The visibility of no more than 50 feet, snowbanks cutting off any straight line I might have taken and lack of a trail made the top particularly disorienting. Thankfully I had the GPS, which allowed me to retrace my steps. A really cold rain had also picked up and everything was soaked. My hike back was fast and committed, in an attempt to keep my core temperature stable and escape the wind at the top.


I made really good time back to the bike – completely soaked and frozen after which I made my way back down through the valley, then down the switchbacks to Jordalen, through the dark tunnels (still frightening), and finally down the cold, rainy highway back to camp.
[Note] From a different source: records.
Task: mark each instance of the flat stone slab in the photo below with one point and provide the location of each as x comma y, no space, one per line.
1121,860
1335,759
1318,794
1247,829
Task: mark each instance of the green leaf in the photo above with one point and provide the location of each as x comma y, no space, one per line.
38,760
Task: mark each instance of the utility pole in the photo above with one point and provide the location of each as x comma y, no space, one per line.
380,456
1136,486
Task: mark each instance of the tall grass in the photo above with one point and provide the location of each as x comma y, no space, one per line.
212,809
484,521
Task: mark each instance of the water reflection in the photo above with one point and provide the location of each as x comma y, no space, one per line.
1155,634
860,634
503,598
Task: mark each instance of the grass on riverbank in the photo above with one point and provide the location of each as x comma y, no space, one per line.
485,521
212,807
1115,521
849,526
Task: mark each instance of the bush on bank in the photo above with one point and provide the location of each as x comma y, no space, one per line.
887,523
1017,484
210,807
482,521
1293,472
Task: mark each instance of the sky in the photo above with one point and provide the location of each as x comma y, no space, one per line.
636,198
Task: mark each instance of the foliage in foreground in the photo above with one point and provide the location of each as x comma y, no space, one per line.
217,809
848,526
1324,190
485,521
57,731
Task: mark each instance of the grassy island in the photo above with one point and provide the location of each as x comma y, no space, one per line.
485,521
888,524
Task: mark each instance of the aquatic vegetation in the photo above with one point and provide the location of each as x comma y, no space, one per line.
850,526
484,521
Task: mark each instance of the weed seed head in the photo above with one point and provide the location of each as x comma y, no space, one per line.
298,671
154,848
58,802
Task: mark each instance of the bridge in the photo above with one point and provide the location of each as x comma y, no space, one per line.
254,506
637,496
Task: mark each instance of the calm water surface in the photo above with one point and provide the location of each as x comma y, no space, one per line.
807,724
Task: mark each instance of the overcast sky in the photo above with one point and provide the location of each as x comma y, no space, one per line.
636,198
Bree: Having watched the rain fall all afternoon, I was terribly worried about how Ben's hike might be going. We're desert dwellers and frankly, not real hikers and we don't have really excellent rain gear. When he finally arrived (nearly 90 minutes before I expected him-he's fast!) he was completely drenched and cold, but all smiles.


6 Responses

  1. Kim says:

    The tunnels sound terrifying! Sounds like there was enough of a payoff, though. Did it qualify to be in the “fearing for my life” category?

  2. Leslie says:

    Ben, when you are freaked out I don’t know what condition I would be in. Good job persevering!

  3. Debbie says:

    What an adventure! So glad you made it back safely!

  4. Kirk says:

    That story is exactly why this bike touring business is for kids. Any old person (me) would have become lost, disoriented, and finally a Popsicle. My heirs would have been able to enjoy the view I captured on my camera. Amazing pics. Good job Sir Edmund Hillary!